Nein, ich habe genug zu tun als Politiker, Rechtsanwalt, Autor und Moderator. Nach der überraschenden Ankündigung von Stefan Liebich ist die Fraktionsführung auf mich zugekommen, ob ich in der Außenpolitik für die Fraktion sprechen will. Ich habe eine ganze Zeit überlegt und dann zugesagt. Ich gebe aber gern zu, dass mich diese Aufgabe im Bundestag auch reizt.

Stefan Liebichs Rückzug war dann wohl eine willkommene Gelegenheit. Andererseits ist Liebich seit Jahren eine feste Größe in der Außenpolitik der Linken, über die Grenzen seiner Fraktion hinaus respektiert. Große Schuhe, in die Sie da schlüpfen …
Sie haben recht, in der Schuhgröße kann ich mit Stefan Liebich nicht mithalten. Aber ich mache mir keine Sorgen. Der eine oder andere kennt mich ja noch. Und ich leide bekanntlich nicht an einem übertriebenen Mangel an Selbstbewusstsein.

Außenpolitik ist ein Feld voller Wespennester. Was ist Ihre Strategie: Attacke oder umschiffen?
Attacke, wo sie hingehört. Die Koalition bietet dafür genug Angriffsflächen. Aber mitunter kann man auf diplomatischem Wege mehr erreichen.

Liebich hat sich dabei bemüht, in Krisengebieten gleiche Maßstäbe an Freund und Feind anzulegen. Ist das auch Ihr Motto?
Politische und völkerrechtliche Maßstäbe müssen für alle und alles gelten, sonst wird es beliebig. Die Verwendung von Argumenten, wie es gerade passt, kennen wir zur Genüge von der Bundesregierung. Da muss die Linke nicht auch noch mitmachen.

Russland, Nahost, die USA-Politik in Zeiten einer Entgrenzung des Völkerrechts. Sehen Sie in der EU hier eine Lösung des Problems?
So, wie die EU derzeit verfasst ist und sich verhält, ist sie eher Teil des Problems. Europa muss endlich lernen, seine Interessen auch unabhängig von den USA zu definieren und entsprechend zu handeln.

Die europäische Linke, der Sie bis vor Kurzem vorstanden, hat in der Zeit auch nicht gerade von sich reden gemacht, was eine gemeinsame Linie angeht.
Das stimmt nur zum Teil. Unsere Akzeptanz wurde erhöht. Außerdem sind wir uns in der Europäischen Linken in der Mehrzahl der Fragen einig, was ich bei der EU nun gerade nicht sehe.

Als Fraktionsvorsitzender haben Sie die Auflösung der Nato gefordert.
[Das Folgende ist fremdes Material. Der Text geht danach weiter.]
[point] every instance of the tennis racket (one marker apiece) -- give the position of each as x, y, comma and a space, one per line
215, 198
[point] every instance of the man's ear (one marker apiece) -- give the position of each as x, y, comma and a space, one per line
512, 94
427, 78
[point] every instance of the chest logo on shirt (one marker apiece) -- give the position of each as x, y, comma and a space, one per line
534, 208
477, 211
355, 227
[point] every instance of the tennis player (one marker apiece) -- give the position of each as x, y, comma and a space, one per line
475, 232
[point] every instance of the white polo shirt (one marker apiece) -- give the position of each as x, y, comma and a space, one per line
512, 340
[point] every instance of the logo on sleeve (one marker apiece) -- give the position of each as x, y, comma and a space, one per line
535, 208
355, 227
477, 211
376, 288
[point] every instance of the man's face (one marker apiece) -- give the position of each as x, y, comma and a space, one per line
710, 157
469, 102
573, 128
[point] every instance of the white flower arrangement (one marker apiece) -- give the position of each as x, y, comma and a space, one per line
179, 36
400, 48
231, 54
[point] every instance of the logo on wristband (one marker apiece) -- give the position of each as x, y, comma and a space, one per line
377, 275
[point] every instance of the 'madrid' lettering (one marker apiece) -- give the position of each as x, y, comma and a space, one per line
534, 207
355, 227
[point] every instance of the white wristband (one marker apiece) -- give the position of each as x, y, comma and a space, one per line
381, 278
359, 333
Was ist Ihre erste Baustelle in der neuen Funktion?
Die Diskussion über einen Abzug der US-Atomwaffen aus Deutschland und das Ende der so genannten nuklearen Teilhabe Deutschlands, wozu ich meine erste Rede als außenpolitischer Sprecher halte, ist doch ein spannender Anfang.

Die Legislatur geht ja nicht mehr allzu lang, wenig für eigene Spuren in der internationalen Politik. Ist dies eine Ansage schon für die kommende Wahlperiode?
Darüber denke ich mit Ihnen gemeinsam später nach.